LDSR Passes the Modigliani Test for Semantic Web
A week ago Richard MacManus published on ReadWriteWeb a post “The Modigliani Test: The Semantic Web’s Tipping Point“. He essentially argues that the linked data are not sufficiently linked. He wrote that “The tipping point for the long-awaited Semantic Web may be when you can query a set of data about someone not too famous, and get a long list of structured results in return“. Then he defined the “Modigliani Test” for the Semantic Web: he wants to be able to query a search engine “tell me the locations of all the original paintings of Modigliani” and get back large list of results.
I liked the post a lot because it spots an important problem and provides a clear example. And because I like Modigliani’s paintings … the nude ladies, in particular
So, I tried to comment on Richard’s post but my comment did not appeared public for three days, so, I decided to post it here. Now let’s go to the subject.
Indeed linked data are hard to query and use today. In a way, they are semi-structured, because getting useful information from LOD quite often requires a lot of efforts to analyse and post-process them in order to get reasonable answers to structured queries.
I don’t believe there is a way to get this problem fixed for the entire linked data web. Still, we develop an approach called reason-able views to the web of data - the idea of collecting, cleaning up, and indexing multiple datasets into a single semantic repository in a way, which allows those to be queried and used in a reliable fashion. One can find the motivation here.We have created a reason-able view called LDSR, which includes several of the central LOD datasets: DBPedia, Freebase, Geonames, UMBEL, Wordnet, and few others. And another one called LinkedLifeData, includes 20+ datasets related to life sciences. Both LDSR and LLD were developed in LarKC project, as test cases for large-scale reasoning (reasoning with billions of linked data statements is fun, but it is a different subject).
Before going to Modigliani, I will start with Richard’s query about Bosch paintings in order to provide some background about LDSR. The query can be put in a slightly more readable form as follows:
PREFIX rdfs: <http://www.w3.org/2000/01/rdf-schema#>
PREFIX foaf: <http://xmlns.com/foaf/0.1/>
PREFIX dbpedia2: <http://dbpedia.org/property/>
PREFIX skos: <http://www.w3.org/2004/02/skos/core#>
SELECT ?pl ?ml ?img ?l
WHERE {
?p skos:subject <http://dbpedia.org/resource/Category:Hieronymus_Bosch_paintings>.

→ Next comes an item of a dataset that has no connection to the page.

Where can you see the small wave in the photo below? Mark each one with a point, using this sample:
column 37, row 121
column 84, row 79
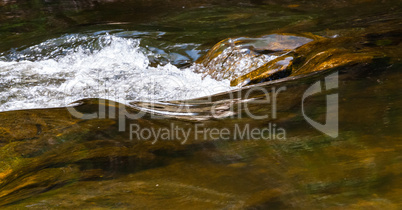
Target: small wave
column 60, row 71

?p foaf:depiction ?img ; rdfs:label ?pl . FILTER ( lang(?pl) = "en" ) .
?p dbpedia2:museum [ rdfs:label ?ml ]. FILTER ( lang(?ml) = "en" ) .
?p dbpedia2:city ?l .
}
One can execute this query at http://ldsr.ontotext.com/sparql and you will get the same results like in DBPedia, because the latter is part of LDSR. In fact, there are some duplicates, because in LDSR there are multiple English labels for the big museums. To deal with the problem with the multiple labels, we have
introduced, “preferred labels”, by means of postprocessing. Using them, the query can look a bit simpler and return back more readable results:
PREFIX foaf: <http://xmlns.com/foaf/0.1/>
PREFIX dbp-prop: <http://dbpedia.org/property/>
PREFIX skos: <http://www.w3.org/2004/02/skos/core#>
PREFIX ot: <http://www.ontotext.com/>
SELECT DISTINCT ?pl ?ml ?img ?cl ?prr
WHERE {
?p skos:subject <http://dbpedia.org/resource/Category:Hieronymus_Bosch_paintings> ;
foaf:depiction ?img ; ot:preferredLabel ?pl ;
dbp-prop:museum [ ot:preferredLabel ?ml ] ;
dbp-prop:city [ ot:preferredLabel ?cl ] ;
ot:hasPageRank ?prr .
} ORDER BY DESC(?prr)
As one can see, we can also order the results by RDF Rank - a PageRank-like measure for the importance of each node in the RDF graph of LDSR. We believe that query and result readability and relevance ranking are very important when dealing with the web of data.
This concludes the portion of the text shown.